Interviewed at Chime for a data scientist role on their risk/fraud team in Q1 2026. DS interviews vary a lot by company so here's the actual breakdown.
The OA: SQL-heavy, two problems. Window functions, a multi-table join with an aggregation condition. Medium difficulty. Nothing I hadn't seen on LeetCode or StrataScratch. Time limit was 75 minutes and I had time to check my work.

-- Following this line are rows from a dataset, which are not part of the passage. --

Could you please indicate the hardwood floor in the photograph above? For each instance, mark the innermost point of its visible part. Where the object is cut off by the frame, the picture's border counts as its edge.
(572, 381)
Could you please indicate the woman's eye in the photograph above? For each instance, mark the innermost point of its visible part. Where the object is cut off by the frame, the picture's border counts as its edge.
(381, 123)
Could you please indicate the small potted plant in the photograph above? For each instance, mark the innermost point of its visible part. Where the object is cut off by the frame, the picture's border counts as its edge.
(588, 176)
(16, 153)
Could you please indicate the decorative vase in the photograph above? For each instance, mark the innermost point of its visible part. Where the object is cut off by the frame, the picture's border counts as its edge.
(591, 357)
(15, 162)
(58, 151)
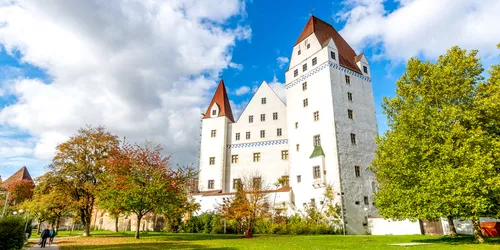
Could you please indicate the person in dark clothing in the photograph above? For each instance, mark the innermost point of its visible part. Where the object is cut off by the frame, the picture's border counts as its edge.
(45, 235)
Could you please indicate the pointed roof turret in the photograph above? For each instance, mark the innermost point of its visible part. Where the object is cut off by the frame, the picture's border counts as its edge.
(222, 101)
(324, 32)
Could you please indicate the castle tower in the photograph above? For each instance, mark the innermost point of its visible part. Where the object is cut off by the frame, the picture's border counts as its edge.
(331, 123)
(215, 124)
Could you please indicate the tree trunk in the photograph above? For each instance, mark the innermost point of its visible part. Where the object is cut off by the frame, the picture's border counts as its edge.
(453, 231)
(116, 224)
(478, 234)
(138, 228)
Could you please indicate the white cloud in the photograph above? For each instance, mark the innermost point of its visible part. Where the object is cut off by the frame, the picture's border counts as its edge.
(422, 27)
(143, 69)
(282, 61)
(243, 90)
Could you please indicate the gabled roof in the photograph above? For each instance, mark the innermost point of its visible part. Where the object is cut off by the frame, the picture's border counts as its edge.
(324, 32)
(21, 174)
(220, 98)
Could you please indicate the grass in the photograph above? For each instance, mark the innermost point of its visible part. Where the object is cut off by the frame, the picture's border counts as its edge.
(104, 240)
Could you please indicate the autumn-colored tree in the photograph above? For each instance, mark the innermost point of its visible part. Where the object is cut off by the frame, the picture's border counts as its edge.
(79, 164)
(440, 156)
(248, 205)
(141, 180)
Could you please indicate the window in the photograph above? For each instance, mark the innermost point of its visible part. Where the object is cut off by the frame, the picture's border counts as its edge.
(316, 172)
(256, 157)
(236, 182)
(234, 158)
(317, 140)
(284, 154)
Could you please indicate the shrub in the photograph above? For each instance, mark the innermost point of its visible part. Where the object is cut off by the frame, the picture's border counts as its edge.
(12, 233)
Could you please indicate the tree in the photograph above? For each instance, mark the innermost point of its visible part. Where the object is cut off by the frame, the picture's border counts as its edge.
(79, 164)
(440, 155)
(140, 180)
(248, 205)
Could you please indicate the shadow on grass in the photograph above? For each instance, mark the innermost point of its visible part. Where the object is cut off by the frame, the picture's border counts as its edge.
(459, 240)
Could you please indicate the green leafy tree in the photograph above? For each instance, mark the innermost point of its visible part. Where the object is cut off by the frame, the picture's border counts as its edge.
(440, 155)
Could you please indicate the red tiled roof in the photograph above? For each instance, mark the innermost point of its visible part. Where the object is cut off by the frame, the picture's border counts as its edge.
(221, 99)
(324, 32)
(21, 174)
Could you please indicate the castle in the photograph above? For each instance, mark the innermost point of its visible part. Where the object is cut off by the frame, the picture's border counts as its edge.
(324, 134)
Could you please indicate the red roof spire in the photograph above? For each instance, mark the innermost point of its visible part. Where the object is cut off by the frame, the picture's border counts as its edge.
(324, 32)
(220, 98)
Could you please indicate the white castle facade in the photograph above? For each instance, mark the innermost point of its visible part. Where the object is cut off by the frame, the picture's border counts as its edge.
(324, 134)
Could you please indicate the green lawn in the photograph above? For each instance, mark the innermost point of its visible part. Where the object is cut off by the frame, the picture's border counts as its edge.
(107, 240)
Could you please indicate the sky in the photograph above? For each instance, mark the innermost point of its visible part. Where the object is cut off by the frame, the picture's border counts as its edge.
(147, 69)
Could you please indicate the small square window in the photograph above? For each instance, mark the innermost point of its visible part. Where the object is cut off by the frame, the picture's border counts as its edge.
(357, 172)
(284, 154)
(316, 172)
(316, 116)
(256, 157)
(234, 158)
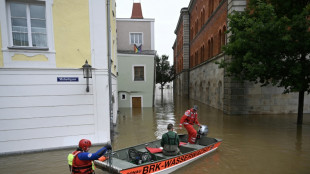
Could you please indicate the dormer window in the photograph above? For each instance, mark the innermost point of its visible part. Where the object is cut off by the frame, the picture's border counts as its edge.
(136, 38)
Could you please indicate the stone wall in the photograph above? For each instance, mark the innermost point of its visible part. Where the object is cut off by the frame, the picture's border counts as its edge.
(206, 83)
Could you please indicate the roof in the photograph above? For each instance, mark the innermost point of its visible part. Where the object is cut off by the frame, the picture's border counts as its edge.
(136, 11)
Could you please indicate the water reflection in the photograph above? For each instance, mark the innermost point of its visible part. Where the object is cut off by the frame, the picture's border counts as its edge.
(251, 143)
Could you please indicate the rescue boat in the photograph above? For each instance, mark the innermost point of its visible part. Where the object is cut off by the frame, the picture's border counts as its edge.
(148, 157)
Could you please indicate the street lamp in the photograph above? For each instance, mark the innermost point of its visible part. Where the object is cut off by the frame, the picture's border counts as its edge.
(87, 73)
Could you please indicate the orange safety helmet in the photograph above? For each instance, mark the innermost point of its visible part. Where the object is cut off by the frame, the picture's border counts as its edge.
(84, 144)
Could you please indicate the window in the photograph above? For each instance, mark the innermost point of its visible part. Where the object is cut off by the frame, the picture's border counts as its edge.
(136, 38)
(123, 96)
(28, 24)
(139, 73)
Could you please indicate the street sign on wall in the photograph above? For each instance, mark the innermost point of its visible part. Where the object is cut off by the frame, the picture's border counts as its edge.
(67, 79)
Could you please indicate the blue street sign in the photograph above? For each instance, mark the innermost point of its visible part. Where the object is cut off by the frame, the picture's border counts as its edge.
(67, 79)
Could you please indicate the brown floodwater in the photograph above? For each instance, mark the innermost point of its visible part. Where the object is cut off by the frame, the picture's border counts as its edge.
(253, 144)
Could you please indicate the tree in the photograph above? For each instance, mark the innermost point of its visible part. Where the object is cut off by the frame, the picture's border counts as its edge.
(164, 72)
(270, 44)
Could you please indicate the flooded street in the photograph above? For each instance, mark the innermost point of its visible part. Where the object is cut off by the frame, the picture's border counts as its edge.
(251, 143)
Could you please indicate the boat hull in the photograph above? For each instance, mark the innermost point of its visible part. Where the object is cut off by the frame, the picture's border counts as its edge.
(163, 164)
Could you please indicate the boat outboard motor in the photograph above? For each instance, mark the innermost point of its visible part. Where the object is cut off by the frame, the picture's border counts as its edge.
(202, 131)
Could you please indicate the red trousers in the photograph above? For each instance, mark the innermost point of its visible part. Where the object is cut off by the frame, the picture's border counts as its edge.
(192, 133)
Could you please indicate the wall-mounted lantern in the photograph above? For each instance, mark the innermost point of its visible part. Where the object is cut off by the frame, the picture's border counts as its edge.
(87, 72)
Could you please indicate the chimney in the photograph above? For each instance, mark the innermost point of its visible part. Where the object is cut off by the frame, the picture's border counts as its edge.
(136, 11)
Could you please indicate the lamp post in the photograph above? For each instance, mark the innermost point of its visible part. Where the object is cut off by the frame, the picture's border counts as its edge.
(87, 72)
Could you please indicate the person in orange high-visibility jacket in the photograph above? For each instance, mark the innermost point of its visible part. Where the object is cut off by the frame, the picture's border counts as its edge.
(188, 120)
(81, 161)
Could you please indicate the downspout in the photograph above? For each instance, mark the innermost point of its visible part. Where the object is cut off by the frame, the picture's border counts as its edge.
(109, 69)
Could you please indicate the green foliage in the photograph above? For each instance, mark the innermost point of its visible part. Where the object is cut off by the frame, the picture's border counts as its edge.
(270, 44)
(164, 72)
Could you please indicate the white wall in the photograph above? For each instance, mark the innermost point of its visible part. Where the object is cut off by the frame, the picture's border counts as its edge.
(37, 112)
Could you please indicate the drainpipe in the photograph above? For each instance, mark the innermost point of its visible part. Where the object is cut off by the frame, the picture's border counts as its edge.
(109, 69)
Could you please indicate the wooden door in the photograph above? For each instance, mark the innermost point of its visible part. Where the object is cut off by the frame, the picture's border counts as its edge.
(136, 102)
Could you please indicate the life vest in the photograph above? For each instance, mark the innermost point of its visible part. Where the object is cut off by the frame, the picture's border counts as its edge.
(171, 149)
(191, 117)
(81, 166)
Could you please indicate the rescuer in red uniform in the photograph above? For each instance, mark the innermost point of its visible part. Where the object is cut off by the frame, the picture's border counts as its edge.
(81, 161)
(188, 120)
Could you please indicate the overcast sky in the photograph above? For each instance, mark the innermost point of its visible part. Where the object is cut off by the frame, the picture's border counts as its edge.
(166, 14)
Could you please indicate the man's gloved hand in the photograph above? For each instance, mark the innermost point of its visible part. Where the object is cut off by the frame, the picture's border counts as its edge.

Technical phone screen: One hour with a data scientist from the team, not a recruiter. Split into two halves. First half was SQL live coding: they shared a schema on screen and asked me to query it. Schema was clearly inspired by their actual data model (users, transactions, flags). I had to write a query to find users who had three or more failed transactions in a 30-day window. Sliding window problem.

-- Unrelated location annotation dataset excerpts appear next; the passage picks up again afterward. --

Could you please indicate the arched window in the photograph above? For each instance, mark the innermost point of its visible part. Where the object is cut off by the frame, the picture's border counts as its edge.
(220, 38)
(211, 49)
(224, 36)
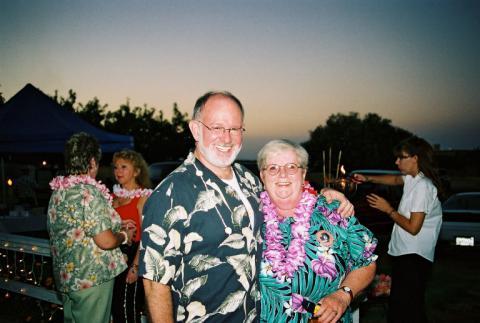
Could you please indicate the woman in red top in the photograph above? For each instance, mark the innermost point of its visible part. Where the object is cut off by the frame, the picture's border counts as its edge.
(131, 172)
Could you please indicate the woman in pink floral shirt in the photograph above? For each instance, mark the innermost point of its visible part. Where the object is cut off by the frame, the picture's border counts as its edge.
(85, 234)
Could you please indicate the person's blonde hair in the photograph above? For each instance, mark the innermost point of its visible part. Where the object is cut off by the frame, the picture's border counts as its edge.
(139, 164)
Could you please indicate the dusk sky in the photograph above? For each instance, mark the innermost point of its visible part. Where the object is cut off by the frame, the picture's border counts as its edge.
(291, 63)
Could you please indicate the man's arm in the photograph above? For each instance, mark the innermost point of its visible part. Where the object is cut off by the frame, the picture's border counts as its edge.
(159, 301)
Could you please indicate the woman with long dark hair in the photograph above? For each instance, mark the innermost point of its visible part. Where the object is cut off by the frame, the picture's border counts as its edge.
(417, 224)
(85, 234)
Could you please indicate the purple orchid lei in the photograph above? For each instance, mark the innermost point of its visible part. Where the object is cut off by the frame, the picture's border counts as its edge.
(284, 263)
(65, 182)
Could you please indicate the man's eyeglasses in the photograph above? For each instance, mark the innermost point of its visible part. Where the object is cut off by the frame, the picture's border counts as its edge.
(274, 169)
(220, 131)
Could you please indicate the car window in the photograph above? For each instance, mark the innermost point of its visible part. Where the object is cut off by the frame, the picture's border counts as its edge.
(463, 202)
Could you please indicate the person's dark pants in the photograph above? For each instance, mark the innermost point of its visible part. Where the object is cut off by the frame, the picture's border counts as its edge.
(128, 299)
(407, 295)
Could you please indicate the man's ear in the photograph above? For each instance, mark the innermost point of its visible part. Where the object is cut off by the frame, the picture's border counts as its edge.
(194, 129)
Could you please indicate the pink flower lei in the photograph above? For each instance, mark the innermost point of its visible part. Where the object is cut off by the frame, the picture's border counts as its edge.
(65, 182)
(284, 263)
(124, 193)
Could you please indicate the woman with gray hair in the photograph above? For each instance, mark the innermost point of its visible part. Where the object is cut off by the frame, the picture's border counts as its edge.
(314, 261)
(85, 234)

Second half was stats/probability: A/B test interpretation, and then a question about class imbalance in fraud detection models. Both are core DS interview categories and I'd been expecting them. If you're interviewing for risk or fraud at any fintech, make sure you can explain precision/recall tradeoffs without referencing Wikipedia.
The case: Came in a separate round. Business scenario: how would you set up an experiment to test whether a new SpotMe limit increase affects user behavior. They wanted: hypothesis, metric choice, power analysis considerations, potential confounders. No right answer but they push on your thinking.
Behavioral round: Standard, mission-oriented like the rest of the loop. Why Chime, talk about a model you shipped, what happened when a stakeholder disagreed with your recommendation.
No ML system design in my loop but I've heard it comes up for ML-DS hybrid roles. For pure analytics DS it was SQL/stats/case heavy throughout.
Offer came back with a 160k base for the SF role plus RSUs. Felt reasonable for the level.